While the Fed is cautious about cutting rates too soon, investors are optimistic that it could happen as early as May 2024. Given this outlook, moving cash into other types of assets may present key opportunities in today’s landscape.

Return Differences That Matter

While money market funds saw strong returns last year, stocks and bonds saw even better performance.

Money Market/CashS&P 500 IndexCorporate Bonds
2023 Return+5.2%+24.2%+5.9%
Average Historical Return
1928-2023
+3.3%+11.6%+7.0%

Source: ICI 12/15/2023, S&P Global 01/04/2024, NYU Stern 01/2024. Money Market/Cash represented by 3-Month U.S. Treasury Bills. Corporate Bonds represented by the average annual Moody’s Baa corporate bond yield.

Especially over time, these differences can add up significantly. Consider that $100 invested in cash equivalent securities would have grown to $2,249 between 1928 and 2023, while $100 invested in the S&P 500 would have grown to over $787,000.
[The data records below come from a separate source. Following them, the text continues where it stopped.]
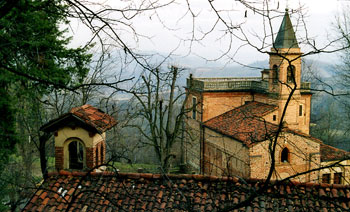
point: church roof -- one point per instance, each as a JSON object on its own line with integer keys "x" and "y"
{"x": 286, "y": 36}
{"x": 85, "y": 116}
{"x": 245, "y": 123}
{"x": 329, "y": 153}
{"x": 107, "y": 191}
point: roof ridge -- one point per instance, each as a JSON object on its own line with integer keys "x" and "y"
{"x": 244, "y": 105}
{"x": 133, "y": 175}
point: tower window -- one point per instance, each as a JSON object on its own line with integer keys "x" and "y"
{"x": 194, "y": 106}
{"x": 76, "y": 155}
{"x": 275, "y": 73}
{"x": 285, "y": 155}
{"x": 291, "y": 74}
{"x": 102, "y": 154}
{"x": 338, "y": 178}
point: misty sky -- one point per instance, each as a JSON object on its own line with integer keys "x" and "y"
{"x": 171, "y": 29}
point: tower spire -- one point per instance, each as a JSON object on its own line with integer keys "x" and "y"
{"x": 286, "y": 36}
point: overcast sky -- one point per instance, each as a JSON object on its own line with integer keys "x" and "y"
{"x": 319, "y": 16}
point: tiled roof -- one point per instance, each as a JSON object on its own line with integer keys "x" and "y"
{"x": 244, "y": 123}
{"x": 329, "y": 153}
{"x": 153, "y": 192}
{"x": 86, "y": 115}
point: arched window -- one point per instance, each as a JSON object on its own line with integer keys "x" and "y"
{"x": 96, "y": 156}
{"x": 76, "y": 155}
{"x": 102, "y": 153}
{"x": 275, "y": 73}
{"x": 291, "y": 74}
{"x": 285, "y": 155}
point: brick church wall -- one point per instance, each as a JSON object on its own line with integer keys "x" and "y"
{"x": 224, "y": 156}
{"x": 59, "y": 157}
{"x": 303, "y": 155}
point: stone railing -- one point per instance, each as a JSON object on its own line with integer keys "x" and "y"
{"x": 216, "y": 84}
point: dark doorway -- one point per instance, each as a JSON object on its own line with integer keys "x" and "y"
{"x": 76, "y": 155}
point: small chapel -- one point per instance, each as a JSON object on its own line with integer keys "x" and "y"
{"x": 80, "y": 138}
{"x": 234, "y": 122}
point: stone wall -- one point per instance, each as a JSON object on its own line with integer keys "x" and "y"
{"x": 224, "y": 156}
{"x": 192, "y": 146}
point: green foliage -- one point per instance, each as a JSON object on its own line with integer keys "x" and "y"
{"x": 33, "y": 47}
{"x": 35, "y": 59}
{"x": 7, "y": 128}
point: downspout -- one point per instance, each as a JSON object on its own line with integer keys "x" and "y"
{"x": 201, "y": 137}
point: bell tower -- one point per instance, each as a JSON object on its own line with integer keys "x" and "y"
{"x": 285, "y": 60}
{"x": 285, "y": 74}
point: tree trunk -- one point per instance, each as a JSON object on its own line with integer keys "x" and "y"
{"x": 42, "y": 151}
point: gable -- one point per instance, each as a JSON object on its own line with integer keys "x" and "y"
{"x": 245, "y": 123}
{"x": 86, "y": 116}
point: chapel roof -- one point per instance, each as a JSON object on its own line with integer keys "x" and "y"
{"x": 329, "y": 153}
{"x": 286, "y": 35}
{"x": 86, "y": 116}
{"x": 108, "y": 191}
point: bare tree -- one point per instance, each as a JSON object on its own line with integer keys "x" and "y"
{"x": 158, "y": 107}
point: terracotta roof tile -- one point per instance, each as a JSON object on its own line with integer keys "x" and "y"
{"x": 329, "y": 153}
{"x": 148, "y": 192}
{"x": 87, "y": 115}
{"x": 245, "y": 123}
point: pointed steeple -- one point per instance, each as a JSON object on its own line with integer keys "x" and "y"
{"x": 286, "y": 36}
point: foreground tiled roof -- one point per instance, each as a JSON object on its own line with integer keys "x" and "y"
{"x": 329, "y": 153}
{"x": 244, "y": 123}
{"x": 152, "y": 192}
{"x": 87, "y": 115}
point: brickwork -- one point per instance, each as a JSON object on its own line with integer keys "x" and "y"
{"x": 304, "y": 154}
{"x": 90, "y": 157}
{"x": 59, "y": 158}
{"x": 223, "y": 156}
{"x": 192, "y": 145}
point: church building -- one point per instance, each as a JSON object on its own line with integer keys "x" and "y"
{"x": 234, "y": 121}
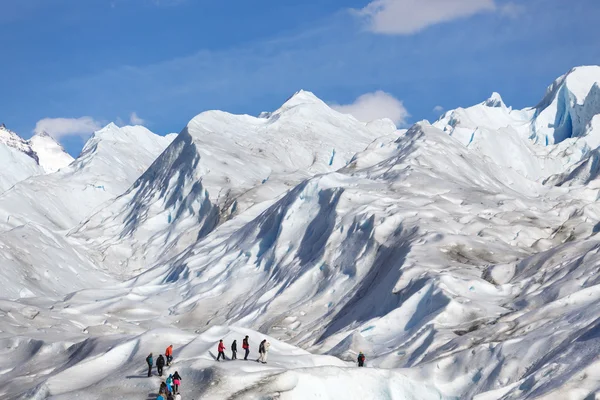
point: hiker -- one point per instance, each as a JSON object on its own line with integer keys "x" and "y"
{"x": 361, "y": 359}
{"x": 221, "y": 350}
{"x": 246, "y": 346}
{"x": 263, "y": 349}
{"x": 234, "y": 350}
{"x": 150, "y": 362}
{"x": 160, "y": 363}
{"x": 169, "y": 355}
{"x": 169, "y": 382}
{"x": 176, "y": 381}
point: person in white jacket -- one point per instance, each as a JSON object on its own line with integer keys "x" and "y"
{"x": 263, "y": 349}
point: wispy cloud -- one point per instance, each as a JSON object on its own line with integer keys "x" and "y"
{"x": 405, "y": 17}
{"x": 134, "y": 119}
{"x": 61, "y": 127}
{"x": 376, "y": 105}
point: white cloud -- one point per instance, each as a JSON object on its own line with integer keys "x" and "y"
{"x": 61, "y": 127}
{"x": 135, "y": 120}
{"x": 376, "y": 105}
{"x": 404, "y": 17}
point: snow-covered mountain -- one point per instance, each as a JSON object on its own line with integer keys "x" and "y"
{"x": 112, "y": 159}
{"x": 51, "y": 155}
{"x": 461, "y": 256}
{"x": 219, "y": 166}
{"x": 17, "y": 160}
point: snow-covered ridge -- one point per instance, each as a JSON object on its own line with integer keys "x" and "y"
{"x": 51, "y": 155}
{"x": 538, "y": 142}
{"x": 462, "y": 255}
{"x": 220, "y": 165}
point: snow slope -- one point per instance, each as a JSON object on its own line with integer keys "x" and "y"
{"x": 61, "y": 370}
{"x": 17, "y": 159}
{"x": 112, "y": 159}
{"x": 537, "y": 142}
{"x": 220, "y": 165}
{"x": 51, "y": 155}
{"x": 462, "y": 257}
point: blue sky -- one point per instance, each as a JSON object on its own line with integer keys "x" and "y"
{"x": 71, "y": 66}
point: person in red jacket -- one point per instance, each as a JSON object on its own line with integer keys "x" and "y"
{"x": 361, "y": 359}
{"x": 169, "y": 355}
{"x": 246, "y": 347}
{"x": 221, "y": 350}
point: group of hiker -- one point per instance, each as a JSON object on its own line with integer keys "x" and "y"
{"x": 160, "y": 361}
{"x": 169, "y": 389}
{"x": 263, "y": 350}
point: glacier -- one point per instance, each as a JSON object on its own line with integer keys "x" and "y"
{"x": 461, "y": 255}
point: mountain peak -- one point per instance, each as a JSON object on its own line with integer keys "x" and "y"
{"x": 494, "y": 101}
{"x": 302, "y": 97}
{"x": 43, "y": 134}
{"x": 51, "y": 155}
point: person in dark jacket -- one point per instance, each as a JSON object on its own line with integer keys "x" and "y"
{"x": 361, "y": 359}
{"x": 246, "y": 347}
{"x": 221, "y": 349}
{"x": 150, "y": 362}
{"x": 176, "y": 381}
{"x": 234, "y": 350}
{"x": 160, "y": 363}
Over the short term, money market funds can provide stability—but other assets offer higher growth potential over longer horizons.

Putting Cash to Work

Cooling inflation and a resilient U.S. economy may suggest that the worst is over.

Whether or not the Fed decides to cut interest rates will largely depend on economic data that is released over the coming months. With the U.S. stock market currently at record highs, it’s apparent that investors are hopeful that rate cuts could happen this year.

As the rate cycle shifts, investors can strategically allocate funds to high-quality investments within a well-diversified, long-term portfolio as declining rates likely result in lower returns on money market funds.